Question

If the length of the cylinder is measured as $25mm$, the diameter is $3.09cm$ and the mass of the cylinder is measured as $50.0gm$. Find the density of the cylinder in proper significant figures.
A) $2.700gm/c{m^3}$
B) $2.7gm/c{m^3}$
C) $0.27gm/c{m^3}$
D) $2.70gm/c{m^3}$

Answer 1

Hint: Density is defined as mass per unit of the volume. In this question, mass is directly given to us but volume is not given directly so we need to calculate it first. Significant figures of a mathematical operation are determined by the least precise quantity involved.

Formula used:
$\rho = \dfrac{M}{V}$

Complete step by step solution:
The density of an object is defined as
 $\rho = \dfrac{M}{V}$, where $\rho $=density of the object, M=mass of an object, and V= volume of the object
First, let’s calculate the volume of the cylinder which we know is given by
$V = \pi {R^2}L$, where V=volume of the cylinder, R=radius of the cylinder, and L=length of the cylinder.
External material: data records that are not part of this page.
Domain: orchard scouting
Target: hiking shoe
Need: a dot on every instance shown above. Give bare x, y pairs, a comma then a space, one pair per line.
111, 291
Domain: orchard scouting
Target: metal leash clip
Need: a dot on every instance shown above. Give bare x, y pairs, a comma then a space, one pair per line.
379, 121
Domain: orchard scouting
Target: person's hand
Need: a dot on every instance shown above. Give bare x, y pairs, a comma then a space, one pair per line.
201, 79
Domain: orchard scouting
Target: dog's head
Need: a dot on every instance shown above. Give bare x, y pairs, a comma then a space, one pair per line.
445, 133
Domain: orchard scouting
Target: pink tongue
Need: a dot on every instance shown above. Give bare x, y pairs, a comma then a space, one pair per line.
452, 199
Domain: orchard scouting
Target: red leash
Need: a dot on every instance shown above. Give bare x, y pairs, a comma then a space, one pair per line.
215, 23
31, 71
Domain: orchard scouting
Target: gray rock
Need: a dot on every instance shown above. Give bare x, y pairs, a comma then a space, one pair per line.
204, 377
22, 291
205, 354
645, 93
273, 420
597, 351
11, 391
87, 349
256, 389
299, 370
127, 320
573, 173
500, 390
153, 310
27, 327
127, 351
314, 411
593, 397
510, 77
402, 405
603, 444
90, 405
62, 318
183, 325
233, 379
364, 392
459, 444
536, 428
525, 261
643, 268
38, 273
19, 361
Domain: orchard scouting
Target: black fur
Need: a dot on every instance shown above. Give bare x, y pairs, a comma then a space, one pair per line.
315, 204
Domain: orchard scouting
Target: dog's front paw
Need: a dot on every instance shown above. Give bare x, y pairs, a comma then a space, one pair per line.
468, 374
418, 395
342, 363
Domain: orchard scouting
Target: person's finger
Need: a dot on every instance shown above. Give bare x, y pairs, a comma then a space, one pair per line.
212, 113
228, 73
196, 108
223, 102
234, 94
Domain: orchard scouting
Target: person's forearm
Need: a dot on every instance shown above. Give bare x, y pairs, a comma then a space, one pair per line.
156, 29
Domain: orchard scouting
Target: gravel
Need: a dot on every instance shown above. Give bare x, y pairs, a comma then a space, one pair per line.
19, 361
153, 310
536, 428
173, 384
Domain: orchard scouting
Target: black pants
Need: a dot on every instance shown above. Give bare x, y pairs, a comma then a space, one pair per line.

So, Length $\left( L \right) = 25mm$ but we have to convert it to centimeters. As we know that
$1mm = {10^{ - 1}}cm$
Hence we will get
Length $\left( L \right) = 25 \times {10^{ - 1}}cm$
Now we will find the value of the radius of the cylinder.
As we know that
\[Radius(R) = \dfrac{{Diameter}}{2}\]
And it is given that
$Diameter = 3.09cm$
\[ \Rightarrow Radius = \dfrac{{3.09}}{2}\]
$ \Rightarrow Radius(R) = 1.54cm$
Now we will substitute these values in the above the mentioned formula. Hence
$V = \pi \times {\left( {1.54} \right)^2} \times 2.5c{m^3}$
$ \Rightarrow V = 18c{m^3}$

It has only two significant digits because the length of the cylinder was least precise and had only 2 significant digits. The mass given is 50 gm so now we will substitute the values of mass and volume in the formula of density. Hence,
$\rho = \dfrac{{50}}{{18}} gm/c{m^3}$

$ \Rightarrow \rho = 2.7gm/c{m^3}$

Note:
1. Source of error: Always convert all physical quantities to the desired units then proceed with calculations.
2. Significant figures provide a proper solution to deal with the problem that the resulting quantity cannot be more precise than the ones from which it is calculated.